= Isabel de Requesens =

Portrait of Doña Isabel de Requesens y Enriquez de Cardona-Anglesola by Raphael and Giulio Romano.

Isabel de Requesens i Enríquez (1496 - Naples, 5 March 1532), was Countess of Palamós, Trivento and Avellino, Lady of the Barony of Calonge in her own right and Vicereine consort of Sicily and Naples by her marriage to Ramón Folch de Cardona-Anglesola.

==Biography==
Isabel was the daughter of naval commander Galceran de Requesens, 1st Count of Palamós and Beatriz Enríquez de Velasco. She was orphaned as a child, and inherited a large fortune and a good part of her paternal titles. Upon her father's death, the County of Palamós was inherited by her uncle Lluís de Requesens, and when he died, Isabel disputed the county with her cousin Estefania de Requesens. Although Estefania won the lawsuit, she finally ceded the county to Isabel.

Before his death, her father had designed a policy of alliances to increase the family's power and one of the moves he envisaged was the marriage of his eldest daughter Isabel to her first cousin, Ramón Folch de Cardona-Anglesola, Duke of Soma and Baron of Bellpuig, who later became Viceroy of Sicily and Naples.

After his appointment as Viceroy of Naples in 1509, the couple took up residence in the Castel Nuovo in Naples.
Ramón Folch de Cardona-Anglesola was absent for long periods of time, fighting the French in Northern Italy during the War of the League of Cambrai.

Isabella maintained a very active court at Castel Nuovo, inviting renowned intellectuals and artists. She was a great patron, protector of the arts and letters, at a time when Naples was a leading cultural capital.

After a few years the viceroys were increasingly questioned and accused of wasting public money on the sumptuous court they maintained. This period came to an end in 1522, when Ramón de Cardona died and was replaced by Charles de Lannoy, 1st Prince of Sulmona.

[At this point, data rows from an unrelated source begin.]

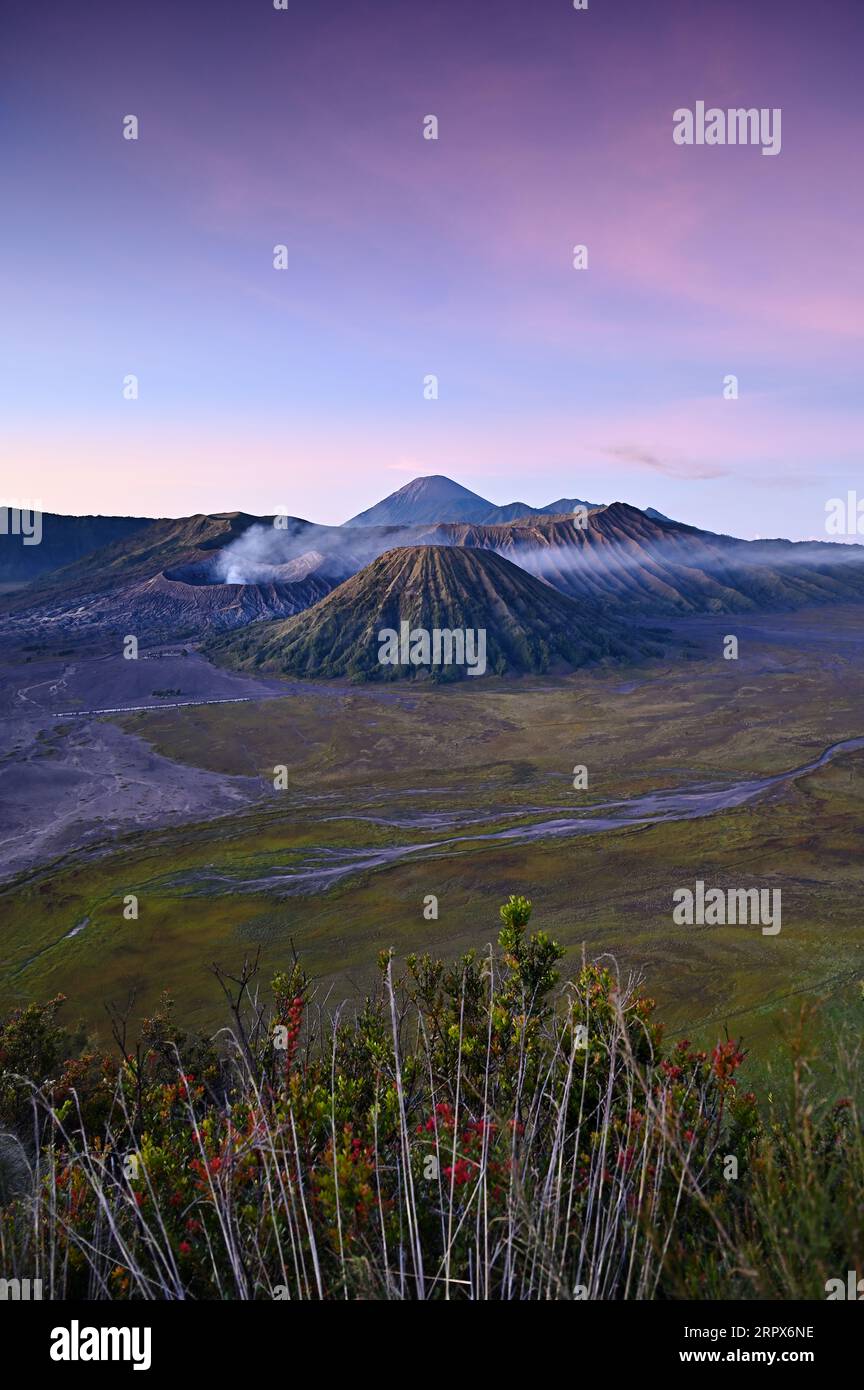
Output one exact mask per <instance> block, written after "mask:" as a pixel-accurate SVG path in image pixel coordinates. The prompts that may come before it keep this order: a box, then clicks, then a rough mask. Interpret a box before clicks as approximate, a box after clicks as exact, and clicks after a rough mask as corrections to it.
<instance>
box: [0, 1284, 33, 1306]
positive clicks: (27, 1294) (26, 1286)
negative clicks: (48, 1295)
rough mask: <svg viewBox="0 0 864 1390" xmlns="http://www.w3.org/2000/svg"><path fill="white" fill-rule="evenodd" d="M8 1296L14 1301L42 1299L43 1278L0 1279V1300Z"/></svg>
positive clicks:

Doña Isabel died on 5 March 1532, at the age of 36 and rests in the church of Santa Annunziata in Naples.

She had given birth to 4 children. Antoni, disabled from birth, was born in 1513, followed by Maria, of whom no trace remains. A second daughter, Beatriz, died at fourteen and was buried in the summer of 1535 in the tomb of her mother.

The second son, Ferran (or Fernando), born in 1521, inherited the titles upon his father's death in 1522.

===Painting by Raphael===

Isabel de Requesens is best known for her portrait by Raphael. Although it was a fairly well-known work, it was not until 1997 that research by Professor Michael P. Fritz brought to light that she was the protagonist and not Giovanna d'Aragona, as had been believed until then. The original, which can be seen in the Louvre Museum, dates from 1518, and it is known that it was acquired by Cardinal Bernardo Dovizi da Bibbiena to give it to King Francis I of France.

This painting is part of the diplomatic action undertaken by the Medici Pope Leo X, who commissioned several religious paintings from Raphael's workshop to present the French monarch and count on his support in the war against the Turks. Already in France, the cardinal saw that what interested the king most were female portraits, and that is why he commissioned Raphael's workshop to paint a portrait of a lady who stood out for her beauty.

They chose Isabel de Requesens as their model, who curiously was the wife of one of the French monarch's great enemies, Ramón Folch de Cardona-Anglesola. The art historian Joanna Woods-Marden, in a study on female portraiture, considers this portrait, in which Isabel wears a striking red dress, as an example of the eroticization of female portraiture in the Renaissance.